Altre 100 dosi in un giorno

È sempre sovraffollamento nell’ex ospedale. Cerulli (Tdm): ci vuole più personale
CHIETI. Centro vaccinazioni in via Valignani: anche nella mattinata di ieri sono state somministrate oltre 100 dosi. Mentre martedì, durante l'intera giornata, i vaccinati sono arrivati a 140. Il sovraffollamento della struttura dell’ex ospedale continua e si fa preludio apocalittico, per utenti e personale, al rientro nelle scuole - soprattutto dopo il decreto ministeriale in materia. Intanto sul caso interviene Aldo Cerulli, segretario regionale di Cittadinanzattiva: «Le responsabilità di questa situazione sono da addossare, in primis, al ministro. E poi al sistema regionale sanitario che non ha considerato, per esempio, di assumere a termine personale per far fronte a tutto ciò». E prosegue: «Si tratta di riscrivere le regole dall’inizio alla fine, anche a livello regionale. Mi rivolgo principalmente alla direzione generale della sanità, che non vede o fa finta di non vedere». Per Cerulli, d’altronde, «è la legge che è concepita male. Se giustamente si dice che non si può entrare a scuola qualora non si fosse vaccinati, non si può prevedere il rientro anche per chi non ha subito assolto all’obbligo vaccinale e che, tuttavia, si è solo temporaneamente prenotato nelle sedi competenti per ottemperarvi». Continua: «Il ministro avrebbe dovuto mettere in campo un’organizzazione più idonea per far fronte al sovraffollamento e ai disservizi, dal momento che la gente è stata un po’ depistata da concetti sbagliati circa le conseguenze della vaccinazione e ora deve recuperare. Gli operatori sanitari, in queste ore, stanno facendo sforzi immani».

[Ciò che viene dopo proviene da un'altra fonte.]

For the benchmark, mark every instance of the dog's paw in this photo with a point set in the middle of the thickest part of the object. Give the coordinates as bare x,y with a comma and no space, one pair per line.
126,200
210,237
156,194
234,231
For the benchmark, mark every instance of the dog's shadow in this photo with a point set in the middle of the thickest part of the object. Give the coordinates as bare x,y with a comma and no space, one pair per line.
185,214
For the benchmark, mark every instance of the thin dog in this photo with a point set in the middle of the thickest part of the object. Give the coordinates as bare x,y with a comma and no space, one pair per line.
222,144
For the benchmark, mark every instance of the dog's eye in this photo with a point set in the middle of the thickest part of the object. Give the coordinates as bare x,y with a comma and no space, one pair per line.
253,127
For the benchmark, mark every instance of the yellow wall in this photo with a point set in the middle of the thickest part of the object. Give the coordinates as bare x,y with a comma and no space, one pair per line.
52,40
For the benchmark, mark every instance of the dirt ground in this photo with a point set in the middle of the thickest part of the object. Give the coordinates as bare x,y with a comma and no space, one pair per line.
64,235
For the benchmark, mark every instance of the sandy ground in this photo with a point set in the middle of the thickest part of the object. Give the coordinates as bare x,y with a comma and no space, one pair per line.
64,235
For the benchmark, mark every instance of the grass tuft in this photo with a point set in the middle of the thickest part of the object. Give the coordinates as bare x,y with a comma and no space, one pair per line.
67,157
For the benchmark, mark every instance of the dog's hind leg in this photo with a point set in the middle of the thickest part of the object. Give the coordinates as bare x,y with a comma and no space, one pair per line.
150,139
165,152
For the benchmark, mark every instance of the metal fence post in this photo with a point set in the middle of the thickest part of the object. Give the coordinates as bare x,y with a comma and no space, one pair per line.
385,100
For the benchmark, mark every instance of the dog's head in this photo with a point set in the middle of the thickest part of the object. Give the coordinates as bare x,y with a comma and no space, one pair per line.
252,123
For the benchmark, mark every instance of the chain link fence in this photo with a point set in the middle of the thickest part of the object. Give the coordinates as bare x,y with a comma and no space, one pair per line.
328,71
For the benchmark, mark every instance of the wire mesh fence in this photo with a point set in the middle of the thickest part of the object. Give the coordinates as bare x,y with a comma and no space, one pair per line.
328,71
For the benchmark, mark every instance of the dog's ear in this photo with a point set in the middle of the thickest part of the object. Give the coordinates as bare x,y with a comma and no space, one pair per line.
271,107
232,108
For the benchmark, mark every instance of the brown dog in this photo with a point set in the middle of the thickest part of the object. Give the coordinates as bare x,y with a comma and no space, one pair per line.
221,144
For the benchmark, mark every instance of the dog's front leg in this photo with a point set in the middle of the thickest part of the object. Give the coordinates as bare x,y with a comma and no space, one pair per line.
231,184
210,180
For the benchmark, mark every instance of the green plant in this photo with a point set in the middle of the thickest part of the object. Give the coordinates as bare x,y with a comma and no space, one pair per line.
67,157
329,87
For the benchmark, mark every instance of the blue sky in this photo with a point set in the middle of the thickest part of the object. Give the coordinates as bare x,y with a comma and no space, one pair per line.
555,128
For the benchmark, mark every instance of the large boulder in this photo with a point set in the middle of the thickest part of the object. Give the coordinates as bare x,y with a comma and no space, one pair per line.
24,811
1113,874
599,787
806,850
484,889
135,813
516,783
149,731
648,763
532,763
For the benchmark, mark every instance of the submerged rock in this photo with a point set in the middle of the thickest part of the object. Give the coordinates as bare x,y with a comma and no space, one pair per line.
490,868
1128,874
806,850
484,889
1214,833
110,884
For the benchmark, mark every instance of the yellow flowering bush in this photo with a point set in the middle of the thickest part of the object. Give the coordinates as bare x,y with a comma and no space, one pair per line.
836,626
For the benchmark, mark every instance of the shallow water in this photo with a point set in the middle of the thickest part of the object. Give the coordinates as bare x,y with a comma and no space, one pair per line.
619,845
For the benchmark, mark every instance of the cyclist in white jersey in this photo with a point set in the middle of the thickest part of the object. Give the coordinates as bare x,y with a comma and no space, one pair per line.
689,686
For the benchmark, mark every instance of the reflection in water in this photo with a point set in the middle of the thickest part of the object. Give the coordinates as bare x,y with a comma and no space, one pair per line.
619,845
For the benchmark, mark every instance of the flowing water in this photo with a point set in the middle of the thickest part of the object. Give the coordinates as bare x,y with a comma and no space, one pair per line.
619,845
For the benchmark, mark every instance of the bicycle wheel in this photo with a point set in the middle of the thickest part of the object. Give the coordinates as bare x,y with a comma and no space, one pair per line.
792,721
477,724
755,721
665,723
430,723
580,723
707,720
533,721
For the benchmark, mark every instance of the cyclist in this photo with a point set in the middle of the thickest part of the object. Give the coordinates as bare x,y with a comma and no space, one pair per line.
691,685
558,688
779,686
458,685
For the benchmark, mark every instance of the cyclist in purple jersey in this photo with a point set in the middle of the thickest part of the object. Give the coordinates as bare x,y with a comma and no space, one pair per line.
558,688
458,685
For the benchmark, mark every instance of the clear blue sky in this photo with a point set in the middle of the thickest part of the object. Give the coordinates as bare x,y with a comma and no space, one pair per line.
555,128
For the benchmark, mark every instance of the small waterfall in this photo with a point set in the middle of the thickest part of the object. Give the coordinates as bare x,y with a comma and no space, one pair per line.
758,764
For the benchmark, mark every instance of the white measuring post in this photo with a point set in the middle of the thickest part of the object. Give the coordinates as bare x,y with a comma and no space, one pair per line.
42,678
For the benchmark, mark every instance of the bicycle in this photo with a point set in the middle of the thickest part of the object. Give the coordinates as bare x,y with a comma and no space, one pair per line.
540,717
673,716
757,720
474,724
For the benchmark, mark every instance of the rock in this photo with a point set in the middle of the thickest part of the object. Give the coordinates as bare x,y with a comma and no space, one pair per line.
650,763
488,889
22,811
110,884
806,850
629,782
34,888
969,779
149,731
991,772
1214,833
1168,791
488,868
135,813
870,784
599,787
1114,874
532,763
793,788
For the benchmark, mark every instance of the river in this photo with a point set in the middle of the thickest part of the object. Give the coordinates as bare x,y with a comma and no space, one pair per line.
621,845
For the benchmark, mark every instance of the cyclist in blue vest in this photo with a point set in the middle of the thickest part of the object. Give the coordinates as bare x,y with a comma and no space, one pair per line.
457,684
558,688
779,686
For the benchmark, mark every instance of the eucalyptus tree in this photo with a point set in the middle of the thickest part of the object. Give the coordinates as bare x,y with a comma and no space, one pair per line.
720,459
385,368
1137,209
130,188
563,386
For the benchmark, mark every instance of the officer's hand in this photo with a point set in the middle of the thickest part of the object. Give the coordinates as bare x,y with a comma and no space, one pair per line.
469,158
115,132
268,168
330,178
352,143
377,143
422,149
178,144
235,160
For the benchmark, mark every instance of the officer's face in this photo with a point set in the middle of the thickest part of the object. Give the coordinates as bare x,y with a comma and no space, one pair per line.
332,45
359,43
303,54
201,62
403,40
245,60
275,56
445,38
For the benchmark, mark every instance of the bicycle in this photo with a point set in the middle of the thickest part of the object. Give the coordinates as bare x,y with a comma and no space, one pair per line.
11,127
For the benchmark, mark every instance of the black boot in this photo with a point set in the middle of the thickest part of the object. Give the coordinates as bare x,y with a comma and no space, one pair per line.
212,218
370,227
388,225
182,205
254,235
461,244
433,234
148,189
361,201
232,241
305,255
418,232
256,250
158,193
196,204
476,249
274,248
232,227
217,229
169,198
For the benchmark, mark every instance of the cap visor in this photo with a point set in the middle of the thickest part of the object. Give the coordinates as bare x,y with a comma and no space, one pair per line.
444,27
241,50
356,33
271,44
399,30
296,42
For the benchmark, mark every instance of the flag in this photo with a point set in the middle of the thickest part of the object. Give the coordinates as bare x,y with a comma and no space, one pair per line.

Come si legge sul sito internet salute.gov, dove il ministero della Salute ha messo a disposizione diapositive e schemi riassuntivi delle nuove normative inerenti agli obblighi vaccinali, «nel caso in cui il genitore, tutore, affidatario non presenti alla scuola la documentazione attestante l’avvenuta vaccinazione, l’esonero, l’omissione o il differimento, i minori da 0 a 6 anni non possono accedere agli asili nido e alle scuole dell'infanzia. Quelli da 6 ai 16 anni possono accedere a scuola, ma in entrambi i casi il dirigente scolastico o il responsabile di servizi educativi è tenuto a segnalare la violazione alla Asl entro 10 giorni». Dopo ulteriori colloqui informativi, gli inadempienti “reticenti”, si vedranno applicare una sanzione amministrativa pecuniaria da 100 a 500 euro. Con un avvertimento, come si legge sulla circolare con le indicazioni operative inerenti al decreto: “La sanzione estingue l’obbligo della vaccinazione, ma non permette la frequenza, da parte del minore, dei servizi educativi dell'infanzia, sia pubblici sia privati, non solo per l’anno di accertamento dell'inadempimento, ma anche per quelli successivi, salvo che il genitore non provveda all'adempimento dell'obbligo vaccinale”.
Per l'anno scolastico 2017-18 sono state dettate specifiche disposizioni transitorie: entro il 31 ottobre per la scuola dell'obbligo ed entro il 10 settembre per i nidi e la scuola dell'infanzia, può essere presentata la relativa documentazione dell’avvenuta vaccinazione oppure un'autocertificazione. In quest'ultimo caso, entro il 10 marzo 2018, deve essere presentata la documentazione comprovante l’avvenuta vaccinazione.